フルダイブ型仮想現実ゲーム機《ナーヴギア》のソフト『ソードアート・オンライン』のユーザー1万人はサービス開始初日、開発者 茅場晶彦の手によって、ログアウト不能『ゲームオーバー』=『現実の死』という過酷なるデスゲームに追いやられた。
圧倒的な絶望の中、ゲームクリアを目指し、
剣を取る者。
恐怖に負け他者との接触を断つ者。
なかにはプレイヤー同士で命を奪い合う者さえいた。
そして――永遠とも思える時間が過ぎた2年後の2024年11月7日。
あるプレイヤー達の英雄的な行動により、ゲームはクリアされ、人々は解放されることになる。
〜 某所 とある研究室 〜
3000もの人命が失われた未曽有の事件。
SAO事件の詳細を静かに目を通す者がこの研究室にいた。その者以外は誰もいない。ここに響くのはその男の声のみ。静寂な空間だった。
「……そして、最終的には、3000人もの人々が犠牲となり、首謀者である茅場昌彦の死で事件はその幕を閉じた……。そして、生き残ったプレイヤー達はSAO
帰還者
(
サバイバー
)
と呼ばれ、今は現実世界で普通の生活を取り戻している……」
静かに、だが 重く、はっきりと周囲に聞こえてくる声。
そして、その目の奥には暗い。底知れぬ闇が潜んでいた。
そして、場面は再び戻る。
あの悪夢の世界の第1層ボスは撃破する事が出来た。
あの命の危険のある世界と今の現実の世界では違う。これはただのゲーム……なのだから。
だから、剣先が鈍る事もなく、恐怖にかられる事もなく、当然 死人が出ることもなく、撃破し終わりを告げた。
「あーあ。もっと歌いたかったなぁ……ざーんねん」
そしてユナと呼ばれる少女……歌姫は 少し落胆をしていた。
彼女は、特別なイベント戦で出現する。その場所で声を上げて 美しい歌声を響かせるのだ。

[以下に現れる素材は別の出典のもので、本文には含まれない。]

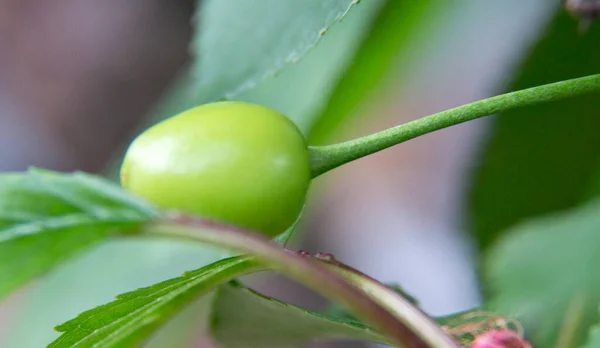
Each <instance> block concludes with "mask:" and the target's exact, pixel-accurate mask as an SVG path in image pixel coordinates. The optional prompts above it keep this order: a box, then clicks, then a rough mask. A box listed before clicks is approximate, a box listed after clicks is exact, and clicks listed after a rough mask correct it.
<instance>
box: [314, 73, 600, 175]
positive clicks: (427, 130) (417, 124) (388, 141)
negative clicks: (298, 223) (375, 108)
mask: <svg viewBox="0 0 600 348" xmlns="http://www.w3.org/2000/svg"><path fill="white" fill-rule="evenodd" d="M597 91H600V74H598V75H591V76H586V77H581V78H576V79H571V80H566V81H561V82H556V83H551V84H547V85H543V86H538V87H533V88H528V89H524V90H521V91H516V92H512V93H507V94H502V95H499V96H495V97H491V98H487V99H483V100H480V101H476V102H474V103H470V104H466V105H463V106H459V107H457V108H454V109H450V110H446V111H442V112H440V113H437V114H433V115H430V116H427V117H423V118H420V119H418V120H415V121H412V122H408V123H406V124H403V125H400V126H397V127H393V128H390V129H386V130H384V131H381V132H378V133H375V134H371V135H367V136H364V137H362V138H358V139H355V140H350V141H346V142H343V143H339V144H334V145H327V146H311V147H310V149H309V150H310V156H311V158H310V160H311V170H312V176H313V178H315V177H317V176H319V175H321V174H323V173H326V172H328V171H330V170H332V169H334V168H337V167H339V166H341V165H343V164H346V163H348V162H351V161H354V160H356V159H359V158H361V157H365V156H368V155H370V154H373V153H375V152H379V151H381V150H384V149H387V148H388V147H392V146H394V145H397V144H400V143H403V142H405V141H407V140H410V139H414V138H416V137H418V136H421V135H424V134H427V133H431V132H433V131H436V130H440V129H443V128H447V127H450V126H454V125H457V124H460V123H464V122H467V121H471V120H475V119H477V118H480V117H483V116H488V115H492V114H495V113H499V112H505V111H509V110H514V109H518V108H522V107H526V106H531V105H536V104H540V103H545V102H550V101H554V100H560V99H565V98H570V97H574V96H578V95H582V94H585V93H590V92H597Z"/></svg>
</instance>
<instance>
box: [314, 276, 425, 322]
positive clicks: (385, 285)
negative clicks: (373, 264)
mask: <svg viewBox="0 0 600 348" xmlns="http://www.w3.org/2000/svg"><path fill="white" fill-rule="evenodd" d="M384 285H385V286H387V287H388V288H389V289H390V290H392V291H394V292H395V293H397V294H398V295H400V296H402V297H403V298H405V299H406V300H408V301H409V302H410V303H412V304H413V305H415V306H416V307H418V306H419V301H418V300H417V299H416V298H414V297H413V296H411V295H410V294H408V293H407V292H406V291H404V289H402V287H401V286H400V285H398V284H384ZM324 313H325V314H326V315H328V316H330V317H333V318H338V319H346V320H354V321H358V319H356V317H355V316H354V315H353V314H352V313H350V312H349V311H348V309H346V308H344V307H342V306H340V305H339V304H337V303H332V304H331V305H329V307H328V308H327V309H326V310H325V311H324Z"/></svg>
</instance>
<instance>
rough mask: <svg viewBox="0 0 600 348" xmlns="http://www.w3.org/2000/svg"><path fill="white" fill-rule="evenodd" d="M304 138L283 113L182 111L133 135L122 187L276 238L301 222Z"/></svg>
mask: <svg viewBox="0 0 600 348" xmlns="http://www.w3.org/2000/svg"><path fill="white" fill-rule="evenodd" d="M310 179H311V176H310V164H309V159H308V148H307V144H306V141H305V139H304V136H303V135H302V133H301V132H300V131H299V130H298V128H297V127H296V125H295V124H294V123H292V122H291V121H290V120H289V119H288V118H286V117H285V116H284V115H282V114H280V113H278V112H276V111H274V110H271V109H268V108H265V107H262V106H259V105H254V104H248V103H243V102H217V103H212V104H206V105H202V106H199V107H196V108H192V109H190V110H187V111H184V112H182V113H181V114H178V115H176V116H174V117H171V118H169V119H167V120H165V121H163V122H161V123H158V124H156V125H155V126H153V127H151V128H149V129H148V130H146V131H145V132H144V133H142V134H141V135H140V136H138V137H137V138H136V139H135V140H134V141H133V143H132V144H131V145H130V147H129V149H128V150H127V153H126V155H125V159H124V161H123V165H122V167H121V184H122V186H123V187H124V188H125V189H127V190H129V191H131V192H133V193H134V194H137V195H139V196H141V197H143V198H146V199H147V200H149V201H150V202H152V203H154V204H155V205H157V206H158V207H161V208H164V209H174V210H179V211H183V212H187V213H191V214H194V215H198V216H200V217H204V218H209V219H212V220H216V221H220V222H224V223H228V224H233V225H236V226H239V227H243V228H246V229H250V230H254V231H257V232H262V233H263V234H265V235H267V236H269V237H273V236H276V235H278V234H280V233H282V232H284V231H285V230H286V229H287V228H288V227H289V226H290V225H291V224H292V223H293V222H294V221H295V220H296V219H297V217H298V216H299V214H300V212H301V210H302V207H303V205H304V201H305V198H306V193H307V191H308V188H309V185H310Z"/></svg>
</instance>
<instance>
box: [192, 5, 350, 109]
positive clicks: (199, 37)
mask: <svg viewBox="0 0 600 348" xmlns="http://www.w3.org/2000/svg"><path fill="white" fill-rule="evenodd" d="M357 2H358V1H357V0H302V1H297V0H206V1H204V2H203V3H202V6H199V9H198V13H197V19H198V22H197V35H196V38H195V39H194V42H193V44H192V51H193V52H194V53H195V54H196V61H195V65H194V67H193V73H194V75H195V77H196V86H197V87H196V95H198V96H199V97H200V100H199V101H200V102H211V101H216V100H220V99H223V98H227V99H230V98H233V97H235V96H236V95H237V94H238V93H240V92H241V91H243V90H245V89H247V88H249V87H253V86H255V85H256V84H257V83H259V82H261V81H263V80H264V79H266V78H267V77H270V76H273V75H274V74H276V73H277V72H278V71H279V70H281V69H282V68H283V67H284V66H285V65H286V64H288V63H293V62H297V61H298V60H299V59H300V58H302V56H303V55H304V54H305V53H306V52H307V51H308V50H310V49H311V48H312V47H314V46H315V45H316V44H317V42H318V41H319V39H320V37H321V36H322V35H323V34H325V32H326V31H327V29H329V27H330V26H331V25H332V24H333V23H335V22H336V21H339V20H341V19H342V18H343V17H344V16H345V14H346V13H347V12H348V11H349V10H350V8H351V7H352V6H353V5H354V4H356V3H357Z"/></svg>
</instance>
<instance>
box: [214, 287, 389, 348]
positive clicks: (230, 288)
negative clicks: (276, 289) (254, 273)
mask: <svg viewBox="0 0 600 348" xmlns="http://www.w3.org/2000/svg"><path fill="white" fill-rule="evenodd" d="M210 318H211V320H210V332H211V334H212V336H213V338H214V339H215V340H216V341H217V342H218V343H219V346H220V347H223V348H246V347H261V348H270V347H272V348H276V347H277V348H278V347H287V346H295V345H298V344H302V343H307V342H310V341H315V340H331V339H353V340H366V341H373V342H379V343H384V344H385V343H389V342H388V341H387V340H386V339H385V338H384V337H382V336H381V335H380V334H378V333H377V332H375V331H374V330H373V329H371V328H369V327H367V326H365V325H363V324H360V323H359V322H357V321H354V320H347V319H338V318H334V317H330V316H326V315H323V314H319V313H317V312H313V311H308V310H304V309H301V308H298V307H296V306H293V305H290V304H288V303H283V302H280V301H277V300H275V299H273V298H269V297H266V296H263V295H261V294H259V293H256V292H254V291H252V290H250V289H247V288H244V287H242V286H241V285H240V284H238V283H231V284H228V285H224V286H221V287H220V288H219V289H218V290H217V292H216V294H215V297H214V299H213V305H212V310H211V314H210ZM257 323H260V324H259V325H257Z"/></svg>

当然、その歌はボス戦の間だけであり、それが終わると歌も終わる。
ユナは、戦闘時間が短かったため、少ししか歌う事が出来なかったから、それが不満だったのだ。
そんな落胆するユナの傍には、1人の男がいた。残念そうに顔を俯かせるユナに、笑いかける。
「大丈夫。歌えるさ……。明日も、明後日も」
その答えに、ユナは目を輝かせる。落胆していた表情が、まるで嘘だったかの様に。